HadrienG / InSilicoSeq

:rocket: A sequencing simulator
https://insilicoseq.readthedocs.io
MIT License
177 stars 32 forks source link

Handling of biological variation during model creation #156

Closed mikemc closed 4 years ago

mikemc commented 4 years ago

Thanks for creating and maintaining this tool. I have a question about how the model creation works, in order to understand what type of datasets can be used. I was afraid that it might be necessary to have sequenced a sample where the true genome is known with essentially no variation from the reference. But I see that the docs say that an ocean metagenomics dataset was used for the MiSeq model. In that case there would be a lot of true biological variation, and many mismatches in the mapped reads would be biological rather than errors. Does InSilicoSeq try to distinguish biological variants from errors in the model-building process? Or do SNPs etc get counted as errors? Are their limitations on the types of datasets and degree of unknown biological variation within them, or can any metagenomic dataset be used to build a reliable model?

HadrienG commented 4 years ago

Good question that warrants a detailed answer! I'm very very busy at the moment (my thesis is due for printing in a few days) but I'll come back to you when things have calmed down.

/hadrien

HadrienG commented 4 years ago

Hi again,

There will indeed be biological variations such as different strains being collapsed into single contigs/genome from the environmental metagenomes. InSilicoSeq does not try to distinguish between sequencing errors and biological variation and SNPs do get counted as errors.

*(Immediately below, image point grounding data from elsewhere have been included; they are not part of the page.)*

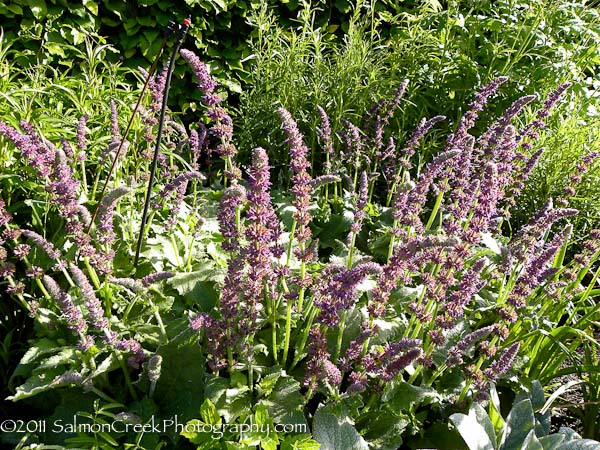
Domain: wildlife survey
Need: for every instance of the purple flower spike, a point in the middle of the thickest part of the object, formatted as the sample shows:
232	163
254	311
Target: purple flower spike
503	364
156	277
233	199
106	232
81	126
205	81
301	179
92	303
325	134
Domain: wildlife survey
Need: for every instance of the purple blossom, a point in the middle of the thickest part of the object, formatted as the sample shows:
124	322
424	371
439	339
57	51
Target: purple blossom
301	179
233	199
132	346
325	134
4	215
21	251
535	271
154	368
409	204
337	290
205	81
38	155
361	204
81	129
413	141
470	284
456	353
468	120
34	272
128	283
178	180
105	233
92	303
502	364
322	180
156	277
42	243
197	139
114	123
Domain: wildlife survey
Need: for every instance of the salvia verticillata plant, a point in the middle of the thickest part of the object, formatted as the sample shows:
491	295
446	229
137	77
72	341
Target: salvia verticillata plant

That said, InSilicoSeq's models have individual error probability distributions for each base position in the reads. Exact technical replicates are quite uncommon in genomics datasets, and therefore the SNPs will be distributed more or less evenly across the reads. You can expect a low background noise from this, but given the diversity of the dataset and the high number of reads, the errors should largely dominate.

Hope that helps! /Hadrien

mikemc commented 4 years ago

Ok, that makes sense, thanks for the clarification! From this, I gather that the most accurate error models would come from sequencing of a clonal isolate mapped against a reference for that specific strain. I will go ahead and close this issue as my main question was answered.

HadrienG commented 4 years ago

I gather that the most accurate error models would come from sequencing of a clonal isolate mapped against a reference

Yes, that is correct. But be careful that error profiles are likely influenced by genomic characteristics such as GC-content. Hence why I used diverse metagenomic dataset rather close to the data I usually analyse, despite the background noise from strain variation.